Format custom documentation format as HTML.

Joseph Walton · Joseph Walton · commit eb2cfb369fa0 · 2005-11-28T01:08:12.000Z
git-svn-id: http://feedvalidator.googlecode.com/svn/trunk@377 34a10a33-d82d-0410-ba40-81c901463ecc
diff --git a/docs-xml/Makefile b/docs-xml/Makefile
@@ -0,0 +1,4 @@
+docs: $(patsubst %.xml,../docs/%.html, error/*.xml warning/*.xml info/*.xml)
+
+../docs/%.html: %.xml
+	./build-html-docs.py template.html ../docs $<
diff --git a/docs-xml/build-html-docs.py b/docs-xml/build-html-docs.py
@@ -0,0 +1,100 @@
+#!/usr/bin/python
+
+# Given a template (with a specific format), a target document root and a set of formatted XML
+#  documents, generate HTML documentation for public web access.
+
+# Extracts information from XML using regular expression and proper parsing
+
+
+from sys import argv, stderr, exit
+
+if len(argv) < 3:
+  print >>stderr,"Usage:",argv[0]," <template.html> <target-doc-directory> [source XML document ... ]"
+  exit(5)
+
+template = argv[1]
+targetDir = argv[2]
+
+f = open(template)
+bp = f.read()
+f.close()
+
+doc = bp
+
+import libxml2
+import os.path
+
+libxml2.substituteEntitiesDefault(True)
+
+def asText(x):
+  d = libxml2.parseDoc(x)
+  return d.xpathCastNodeToString()
+
+import re
+
+wsRE = re.compile('\s+')
+
+def trimWS(s):
+  s = wsRE.sub(' ', s)
+  if s and s[0] == ' ':
+    s = s[1:]
+  if s and s[-1] == ' ':
+    s = s[:-1]
+
+  return s
+
+secRe = re.compile("<div id='(\w+)'>\n(.*?\n)</div>\n", re.DOTALL)
+
+import codecs
+
+def writeDoc(x, h):
+  f = open(x)
+  t = f.read()
+  f.close()
+
+  doc = bp
+
+  # Get the title
+  xd = libxml2.parseFile(x)
+  ctxt = xd.xpathNewContext()
+  ctxt.xpathRegisterNs('html', 'http://www.w3.org/1999/xhtml')
+
+  title = ctxt.xpathEvalExpression('string(/fvdoc//html:div[@id="message"])')
+
+  title = trimWS(title)
+  doc = doc.replace('<title></title>', '<title>' + title + '</title>')
+
+  
+  for (sec, txt) in secRe.findall(t):
+    r = re.compile('<h2>' + sec + '</h2>\s*<div class="docbody">\s*()</div>', re.IGNORECASE)
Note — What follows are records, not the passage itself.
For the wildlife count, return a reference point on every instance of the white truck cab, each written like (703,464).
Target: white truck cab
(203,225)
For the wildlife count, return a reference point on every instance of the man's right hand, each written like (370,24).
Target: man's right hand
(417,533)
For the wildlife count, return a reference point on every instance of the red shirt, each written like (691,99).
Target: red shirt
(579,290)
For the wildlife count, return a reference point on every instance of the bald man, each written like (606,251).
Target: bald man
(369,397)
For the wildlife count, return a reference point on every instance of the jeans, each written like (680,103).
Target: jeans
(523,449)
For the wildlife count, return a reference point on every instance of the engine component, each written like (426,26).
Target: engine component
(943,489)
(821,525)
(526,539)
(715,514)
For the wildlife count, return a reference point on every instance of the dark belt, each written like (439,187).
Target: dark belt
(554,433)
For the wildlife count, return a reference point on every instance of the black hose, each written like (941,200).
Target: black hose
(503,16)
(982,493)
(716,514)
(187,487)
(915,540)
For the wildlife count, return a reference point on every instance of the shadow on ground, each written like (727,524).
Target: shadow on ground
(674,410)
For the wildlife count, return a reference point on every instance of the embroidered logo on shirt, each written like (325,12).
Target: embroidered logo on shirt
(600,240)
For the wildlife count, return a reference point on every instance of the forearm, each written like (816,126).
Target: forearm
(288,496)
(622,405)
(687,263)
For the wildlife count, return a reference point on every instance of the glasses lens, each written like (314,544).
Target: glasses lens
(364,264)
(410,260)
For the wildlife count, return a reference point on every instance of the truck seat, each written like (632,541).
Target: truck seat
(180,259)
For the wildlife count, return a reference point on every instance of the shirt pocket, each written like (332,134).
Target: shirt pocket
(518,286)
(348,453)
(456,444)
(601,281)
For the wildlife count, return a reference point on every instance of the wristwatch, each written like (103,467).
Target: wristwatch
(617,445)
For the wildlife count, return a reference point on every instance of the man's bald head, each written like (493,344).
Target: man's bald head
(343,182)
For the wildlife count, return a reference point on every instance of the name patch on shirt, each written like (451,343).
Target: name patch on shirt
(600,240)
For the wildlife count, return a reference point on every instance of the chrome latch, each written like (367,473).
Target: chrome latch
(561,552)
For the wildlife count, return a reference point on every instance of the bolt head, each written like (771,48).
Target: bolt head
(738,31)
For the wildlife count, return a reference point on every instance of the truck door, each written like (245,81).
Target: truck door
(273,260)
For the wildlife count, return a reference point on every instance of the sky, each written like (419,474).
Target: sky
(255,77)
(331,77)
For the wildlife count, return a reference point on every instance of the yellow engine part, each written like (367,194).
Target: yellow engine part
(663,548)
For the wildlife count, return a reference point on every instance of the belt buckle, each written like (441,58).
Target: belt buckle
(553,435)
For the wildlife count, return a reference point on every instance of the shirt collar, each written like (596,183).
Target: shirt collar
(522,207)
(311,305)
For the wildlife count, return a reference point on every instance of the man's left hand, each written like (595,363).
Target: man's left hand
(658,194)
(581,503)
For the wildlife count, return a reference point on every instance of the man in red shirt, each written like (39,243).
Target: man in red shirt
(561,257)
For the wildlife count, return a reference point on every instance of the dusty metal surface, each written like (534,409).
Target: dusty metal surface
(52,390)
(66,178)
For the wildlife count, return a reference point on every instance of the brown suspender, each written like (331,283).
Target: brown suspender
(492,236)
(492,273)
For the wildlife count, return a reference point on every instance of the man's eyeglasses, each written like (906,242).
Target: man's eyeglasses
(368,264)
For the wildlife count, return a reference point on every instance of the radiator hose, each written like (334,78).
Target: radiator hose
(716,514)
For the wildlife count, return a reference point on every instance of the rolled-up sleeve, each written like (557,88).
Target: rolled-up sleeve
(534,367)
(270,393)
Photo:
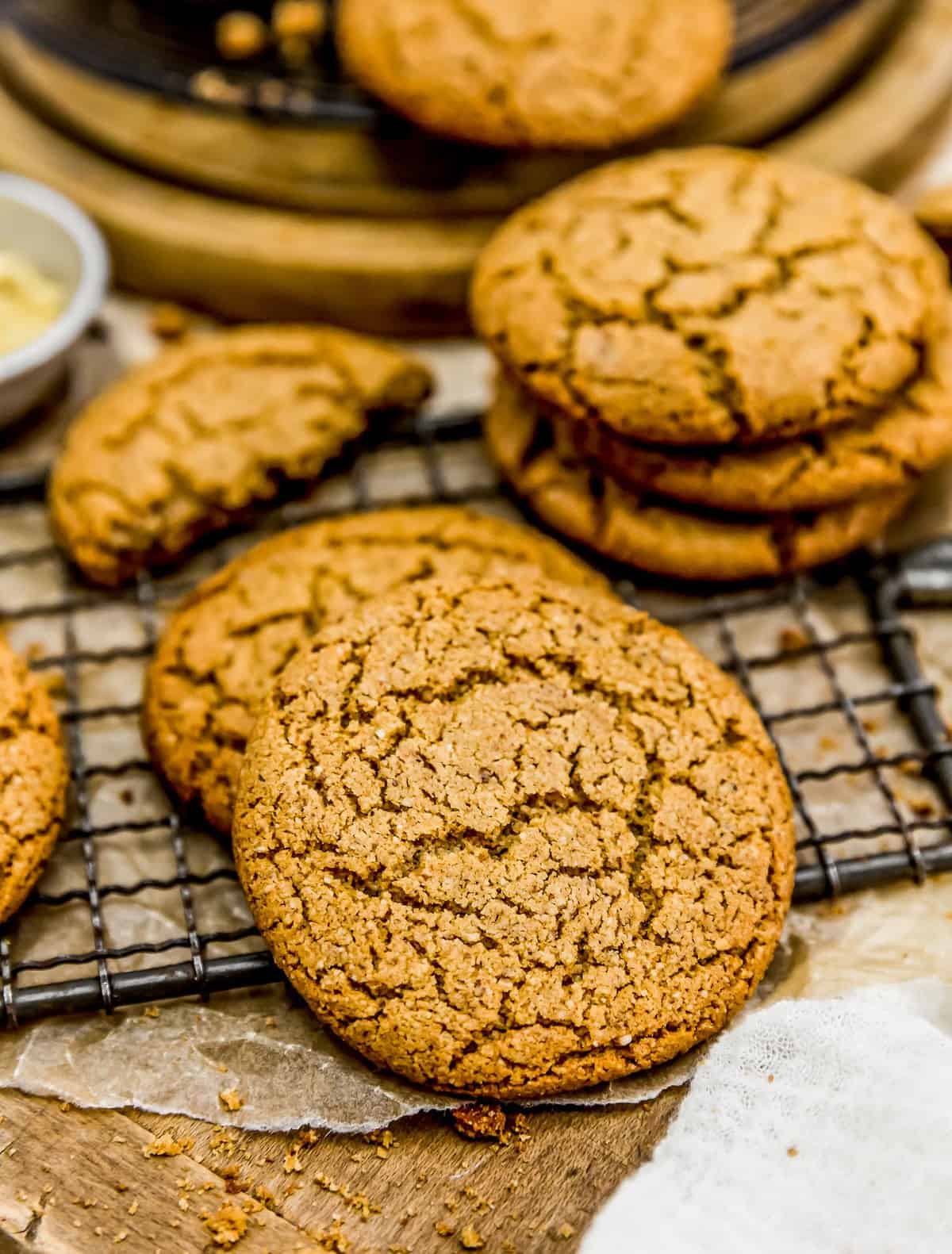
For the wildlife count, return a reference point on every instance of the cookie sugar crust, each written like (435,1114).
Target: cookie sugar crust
(712,296)
(232,636)
(513,841)
(539,75)
(188,443)
(33,780)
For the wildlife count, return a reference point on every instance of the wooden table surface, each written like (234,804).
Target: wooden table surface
(75,1180)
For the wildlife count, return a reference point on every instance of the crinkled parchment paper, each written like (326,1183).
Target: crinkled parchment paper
(179,1056)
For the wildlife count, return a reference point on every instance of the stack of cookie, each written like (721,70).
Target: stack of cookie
(714,364)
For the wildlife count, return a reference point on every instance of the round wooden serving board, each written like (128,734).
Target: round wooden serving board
(408,275)
(393,168)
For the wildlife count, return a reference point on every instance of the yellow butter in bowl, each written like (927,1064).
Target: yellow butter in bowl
(29,301)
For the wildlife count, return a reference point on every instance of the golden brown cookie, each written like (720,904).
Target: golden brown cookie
(520,73)
(880,453)
(585,503)
(237,630)
(33,780)
(191,442)
(513,839)
(712,296)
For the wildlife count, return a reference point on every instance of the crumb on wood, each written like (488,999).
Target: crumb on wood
(168,321)
(222,1139)
(478,1202)
(792,640)
(230,1099)
(240,36)
(478,1122)
(167,1146)
(227,1225)
(358,1202)
(332,1241)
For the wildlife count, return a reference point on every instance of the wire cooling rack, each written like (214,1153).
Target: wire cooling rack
(166,48)
(829,661)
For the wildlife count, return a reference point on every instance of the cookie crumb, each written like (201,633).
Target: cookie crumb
(478,1122)
(168,321)
(299,19)
(790,640)
(166,1146)
(240,36)
(222,1139)
(227,1225)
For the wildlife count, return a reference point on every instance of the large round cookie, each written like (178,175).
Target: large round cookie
(33,780)
(583,502)
(712,296)
(881,453)
(513,839)
(192,440)
(522,73)
(232,636)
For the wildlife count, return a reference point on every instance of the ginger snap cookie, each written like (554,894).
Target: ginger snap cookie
(232,636)
(33,780)
(880,453)
(188,443)
(587,503)
(513,839)
(712,296)
(518,73)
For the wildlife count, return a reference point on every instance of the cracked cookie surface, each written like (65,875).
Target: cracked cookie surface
(188,443)
(889,451)
(513,839)
(520,73)
(712,296)
(585,502)
(233,635)
(33,780)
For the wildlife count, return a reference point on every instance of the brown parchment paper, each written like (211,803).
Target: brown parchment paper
(179,1056)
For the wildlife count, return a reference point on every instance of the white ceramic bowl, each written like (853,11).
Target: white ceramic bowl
(62,242)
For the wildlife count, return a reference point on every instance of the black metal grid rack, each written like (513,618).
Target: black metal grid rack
(162,48)
(809,632)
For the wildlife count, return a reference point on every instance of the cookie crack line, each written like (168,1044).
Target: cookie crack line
(684,242)
(626,868)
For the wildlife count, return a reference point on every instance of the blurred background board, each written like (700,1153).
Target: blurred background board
(313,201)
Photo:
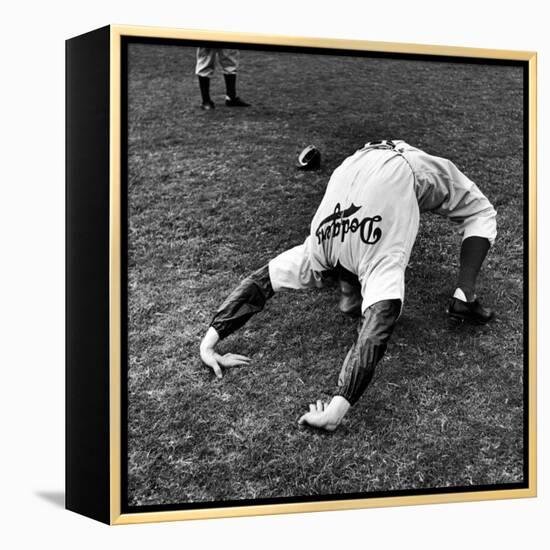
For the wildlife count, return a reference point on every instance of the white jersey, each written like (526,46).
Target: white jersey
(369,216)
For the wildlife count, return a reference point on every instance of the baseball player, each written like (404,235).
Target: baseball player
(229,62)
(363,233)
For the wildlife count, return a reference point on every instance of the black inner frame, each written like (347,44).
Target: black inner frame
(125,508)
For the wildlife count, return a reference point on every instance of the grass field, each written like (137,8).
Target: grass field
(214,195)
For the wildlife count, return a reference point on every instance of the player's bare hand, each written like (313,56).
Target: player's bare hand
(210,358)
(233,360)
(318,417)
(326,416)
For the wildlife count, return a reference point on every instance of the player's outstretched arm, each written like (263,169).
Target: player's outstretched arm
(359,365)
(246,300)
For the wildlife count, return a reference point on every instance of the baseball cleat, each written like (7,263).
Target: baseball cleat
(470,312)
(235,102)
(207,106)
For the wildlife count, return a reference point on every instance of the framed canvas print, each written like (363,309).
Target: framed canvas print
(300,274)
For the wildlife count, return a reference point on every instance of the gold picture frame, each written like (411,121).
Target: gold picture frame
(110,436)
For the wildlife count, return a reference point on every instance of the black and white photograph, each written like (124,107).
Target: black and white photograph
(325,274)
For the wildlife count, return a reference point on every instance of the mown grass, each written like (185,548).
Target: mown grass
(214,195)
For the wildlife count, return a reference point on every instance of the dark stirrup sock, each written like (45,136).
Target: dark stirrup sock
(472,254)
(230,85)
(204,85)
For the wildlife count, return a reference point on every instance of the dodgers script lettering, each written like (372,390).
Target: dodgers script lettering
(340,223)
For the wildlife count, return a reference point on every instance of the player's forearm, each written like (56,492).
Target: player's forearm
(360,363)
(246,300)
(336,410)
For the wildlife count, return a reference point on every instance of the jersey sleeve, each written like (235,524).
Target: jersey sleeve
(362,358)
(246,300)
(450,193)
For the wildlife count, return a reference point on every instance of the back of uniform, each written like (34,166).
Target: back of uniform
(368,219)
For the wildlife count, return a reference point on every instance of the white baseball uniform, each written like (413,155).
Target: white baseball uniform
(368,219)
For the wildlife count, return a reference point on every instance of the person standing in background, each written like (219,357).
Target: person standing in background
(229,62)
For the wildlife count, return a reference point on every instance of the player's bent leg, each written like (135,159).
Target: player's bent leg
(464,306)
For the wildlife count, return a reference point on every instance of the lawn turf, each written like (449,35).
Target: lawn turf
(214,195)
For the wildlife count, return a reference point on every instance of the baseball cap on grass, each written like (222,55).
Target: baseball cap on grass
(309,158)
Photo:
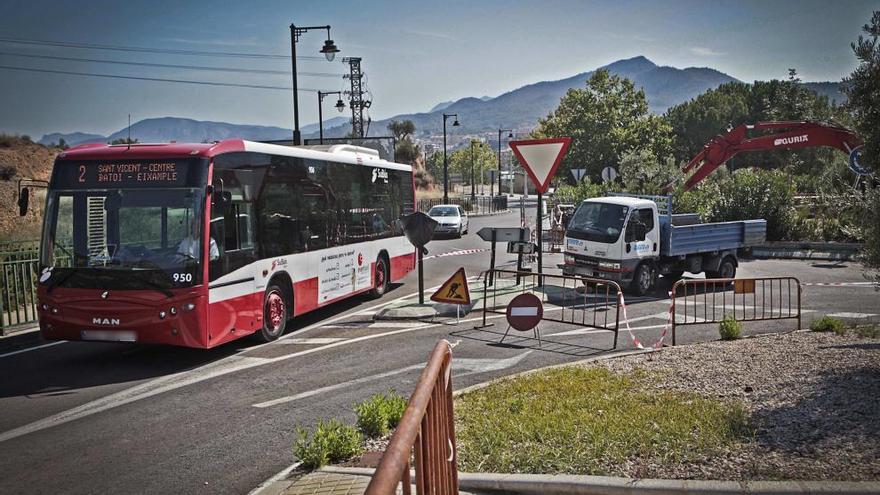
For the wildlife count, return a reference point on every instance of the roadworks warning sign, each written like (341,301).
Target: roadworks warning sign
(454,290)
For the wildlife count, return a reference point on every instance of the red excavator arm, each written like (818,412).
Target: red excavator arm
(796,135)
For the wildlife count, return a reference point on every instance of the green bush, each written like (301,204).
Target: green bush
(332,441)
(827,324)
(729,328)
(380,413)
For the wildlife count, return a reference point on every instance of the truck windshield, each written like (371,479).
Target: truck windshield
(123,238)
(597,222)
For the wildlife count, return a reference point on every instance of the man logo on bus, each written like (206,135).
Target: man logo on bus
(105,321)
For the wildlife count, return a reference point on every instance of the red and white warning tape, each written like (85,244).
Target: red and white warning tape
(460,252)
(632,336)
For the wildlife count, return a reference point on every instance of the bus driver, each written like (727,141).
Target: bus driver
(189,245)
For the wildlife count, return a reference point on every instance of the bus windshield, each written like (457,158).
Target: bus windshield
(124,238)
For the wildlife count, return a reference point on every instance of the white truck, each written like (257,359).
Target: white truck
(633,239)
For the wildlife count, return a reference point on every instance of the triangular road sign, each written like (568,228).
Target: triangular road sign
(454,290)
(541,158)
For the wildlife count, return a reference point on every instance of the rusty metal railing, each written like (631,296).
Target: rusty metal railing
(580,301)
(427,431)
(696,302)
+    idx = r.search(doc).start(1)
+    doc = doc[:idx] + txt + doc[idx:]
+
+  c = codecs.getdecoder('utf-8')
+
+  doc = c(doc)[0]
+
+  c = codecs.getencoder('iso-8859-1')
+
+  f = open(h, 'w')
+  f.write(c(doc, 'xmlcharrefreplace')[0])
+  f.close()
+
+for f in argv[3:]:
+  sp = os.path.abspath(f)
+
+  if not(os.path.isfile(sp)):
+    continue
+
+  category = os.path.split(os.path.dirname(sp))[1]
+  filename = os.path.basename(sp)
+
+  if not(category):
+    continue
+
+  (name, ext) = os.path.splitext(filename)
+
+  if ext == '.xml':
+    writeDoc(sp, os.path.join(targetDir, category, name + '.html'))
+  else:
+    print >>stderr,"Ignoring",f